EUAM Iraq Head of Mission Dr. Markus Ritter visited the ancient city of Babylon and met with the Head of the Babylon museum Mr. Mohammed Tahir.
The city, situated 85km south of Baghdad was declared as a UNESCO World Heritage Site in July. Iraq had been lobbying since 1983 for the 4,000-year-old site to be added to the list. The capital of the Neo-Babylonian Empire was famous for its Hanging Gardens, which were among the Seven Wonders of the Ancient World. The site includes villages and agricultural areas, walls, gates, palaces and temples surrounding the ancient city. Visitors are also able to see the famous Lion of Babylon as well as parts of the original Ishtar Gate.
Babylon has suffered in recent years and is in extremely vulnerable condition. Saddam Hussein built a replica palace in the city. US-led military forces crushed ancient pavements with their vehicles and filled sandbags with material that included archeological fragments.
- UNESCO is working on a 5-year plan to start the restoration of the site. Iraqi government has committed funds for the project as well. 85-90% of the city has still not been discovered, Mohammed Tahir says.
Tahir praises the uniqueness of Babylon as the birthplace of human civilisation.
- Arabic language was born here. Iraqis still follow the same customs than back in the Babylonian times, such as the foold culture.
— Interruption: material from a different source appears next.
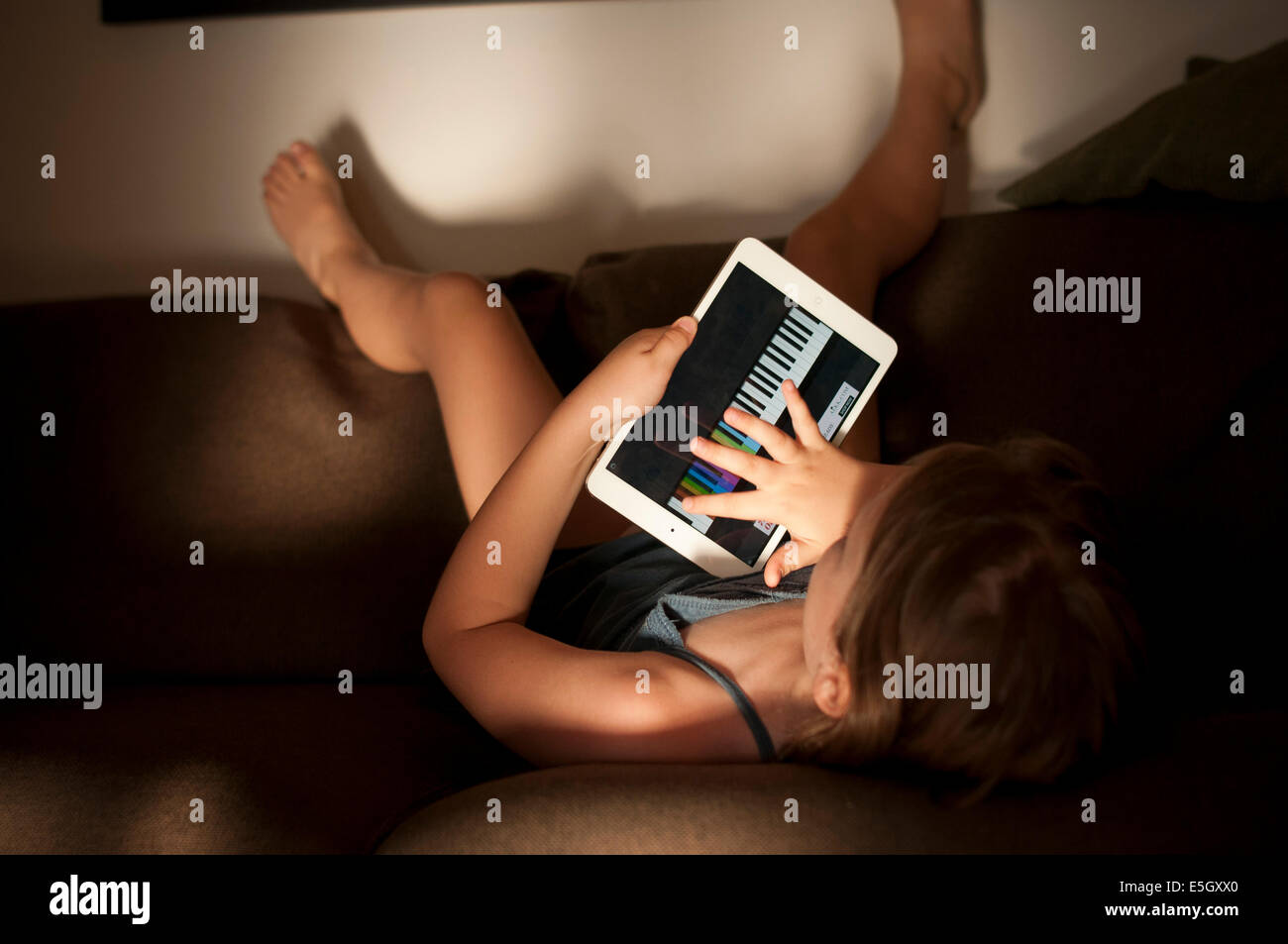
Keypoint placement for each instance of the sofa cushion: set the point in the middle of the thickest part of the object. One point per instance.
(1163, 801)
(279, 768)
(1183, 140)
During his visit Dr. Ritter met also with the Police Chief of the area, Brigadier General Awadi and discussed the security situation in Babylon.
- Thousands of tourists have already visited Babylon and the aim is to boost tourism in the city. 167 police officers are securing the area. Out of them 30 have been trained on protection of cultural heritage.
EUAM Iraq as part of its mandate continues to work actively on protection of cultural heritage, such as preventing illicit trafficking of cultural property.